Todo ello, no obstante, parece haber cambiado mucho en tiempos recientes. Un acto que servía como experiencia distintiva, tanto en su vertiente más cercana a la formación del carácter como en la relacionada con el poder, ha ido tornándose inocuo en ambos casos. El viaje, hoy día, se ha transformado en una experiencia colectiva, una subsunción en esa masa canettiana que engulle y homogeniza, que despoja el individuo de esos rasgos que con tanto afán buscaba en su desesperado intento de establecer una distinción con el resto: «si les dan a elegir entre un "original" inconveniente o una réplica adecuada, una gran proporción de turistas optaría por la copia», se burlaba el irónico narrador de Inglaterra, Inglaterra, de Julian Barnes; y así nos topamos con un ejército de viajeros que, lejos de afrontar ese periplo como un camino de auto(des)conocimiento, se transforman ellos mismos en un lugar, un destino, una atracción. La distinción, fuera ostentosa o privada, se degrada en pose, en vacío, en grey. Nada queda del descubrimiento feliz o el aprendizaje sereno: ahora la mirada es recíproca, puesto que carecemos de una original. Decía Pessoa: «¿Viajar? Para viajar basta con existir»; quizá hogaño no podemos aspirar a lo primero sin tener plena conciencia de que estamos dejando de lado lo segundo.

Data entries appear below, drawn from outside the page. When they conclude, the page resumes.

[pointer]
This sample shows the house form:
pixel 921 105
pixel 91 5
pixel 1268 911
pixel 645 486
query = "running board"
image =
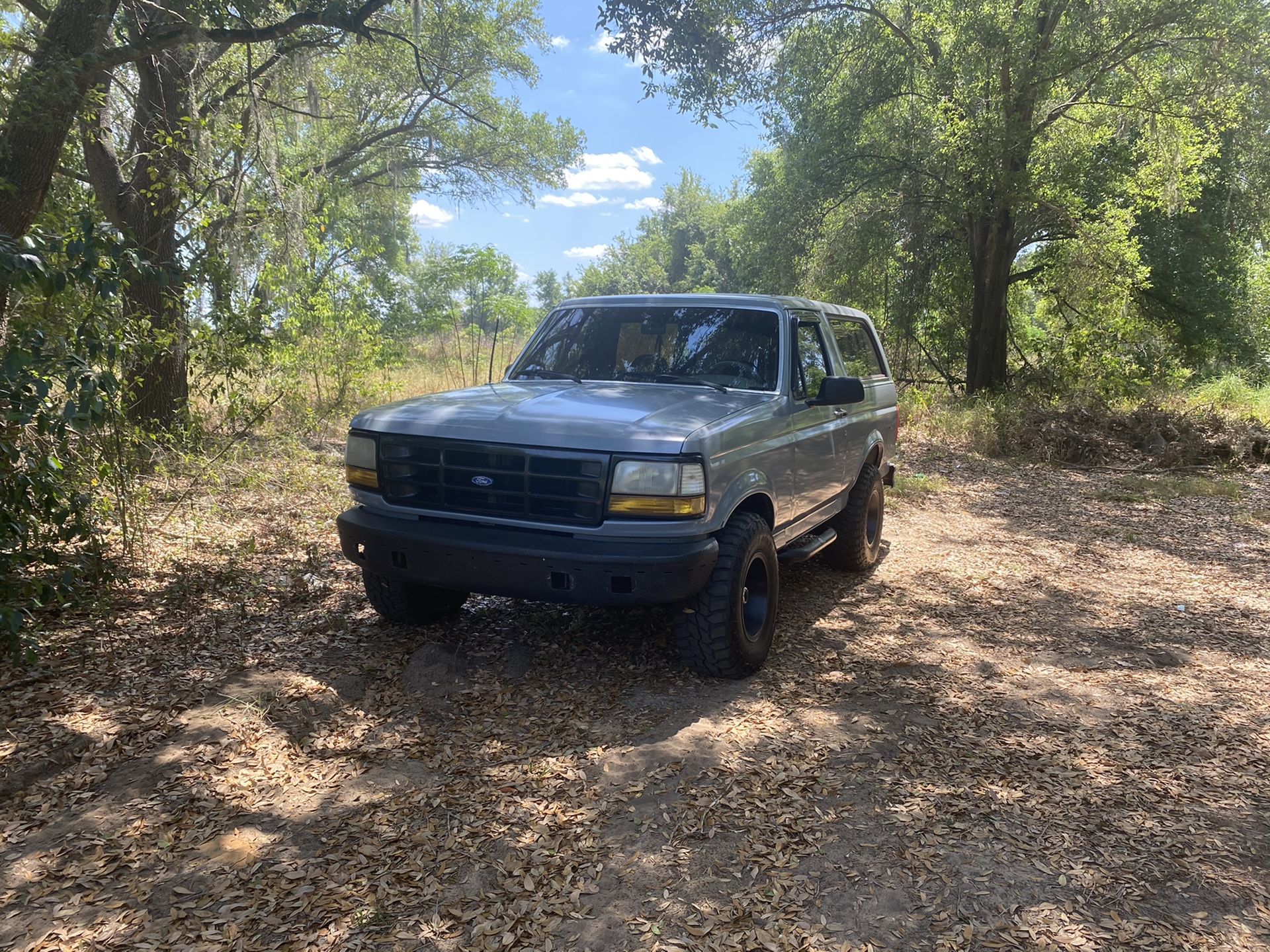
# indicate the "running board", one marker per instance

Esta otra cita de Marco d'Eramo viene muy al caso:
«Resulta tremendo presenciar la agonía de tantas ciudades. Espléndidas, opulentas, ajetreadas, han sobrevivido durante siglos, a veces milenios, a las vicisitudes de la historia: guerras, pestes, terremotos. Pero ahora, una tras otra, se están marchitando, vaciando, transformándose en decorados teatrales en los que se escenifica una pantomima sin vida. Allí donde antes vibraba la vida y la humanidad irascible se abría paso empujando, a empellones, ahora solo hay bares para el aperitivo y puestos de recuerdos (todos iguales) que ofrecen "especialidades locales": muselinas, batiks, prendas de algodón, pareos, pulseras. Lo que antes era un torrente vivo, lleno de
gritos y animación, está ahora pulcramente reducido a un folleto turístico.»
Hoy en día, lo realmente distintivo, parece quedarse en casa.
"Y los turistas se convierten en algo que los otros turistas miran" en un ejercicio palpable del egotismo que nos invade.